Es wäre wirklich nett, wenn mir jemand helfen könnte.

Wenn ich mir ein Bild angucken möchte, dann bekomme ich immer die folgende Meldung:

FrauKleber, Sie haben keine Rechte, um auf diese Seite zuzugreifen. Folgende Gründe könnten z.B. dafür verantwortlich sein:

Sie versuchen, den Beitrag eines anderen Benutzers zu ändern oder auf administrative Funktionen zuzugreifen. Überprüfen Sie bitte in den Forenregeln, ob Sie diese Aktion ausführen dürfen.
Wenn Sie versucht haben, einen Beitrag zu schreiben, kann es sein, dass Ihr Benutzerkonto deaktiviert wurde oder noch aktiviert werden muss.

Weiß jemand woran das liegt?

Lieben Gruß


----------



## Joachim (6. Juli 2011)

*AW: Keine Zugangsberechtigung*

Hallo,

soweit ich sehe wurde die Anmeldung nicht vollständig durchgeführt - es wurde der Link in der Bestätigungsmail vom Forum nicht angeklickt und der Account somit noch nicht freigeschaltet.

Ich hab Dir die Mail eben nochmals zugeschickt - bitte notfalls auch mal im Spamordner nachsehen. 

Edit: in Deinem Spamordner müssen schon 3 dieser Mails lagern:


> ...Es wird einen Tag nach der Registrierung des Benutzers eine neue E-Mail versendet und eine weitere nach fünf Tagen.

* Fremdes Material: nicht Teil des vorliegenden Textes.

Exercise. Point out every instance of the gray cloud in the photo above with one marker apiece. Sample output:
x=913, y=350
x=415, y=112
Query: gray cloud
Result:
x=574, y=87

Edit2: Ich habe die Benutzergruppe mal dahingehend geändert, das dies unter dem Benutztitel auch so angezeigt wird.


----------



## FrauKleber (6. Juli 2011)

*AW: Keine Zugangsberechtigung*

Herzlichen Dank Joachim. Es hat funktioniert.


----------



## Joachim (6. Juli 2011)

*AW: Keine Zugangsberechtigung*

Bitte, gern geschehen.


----------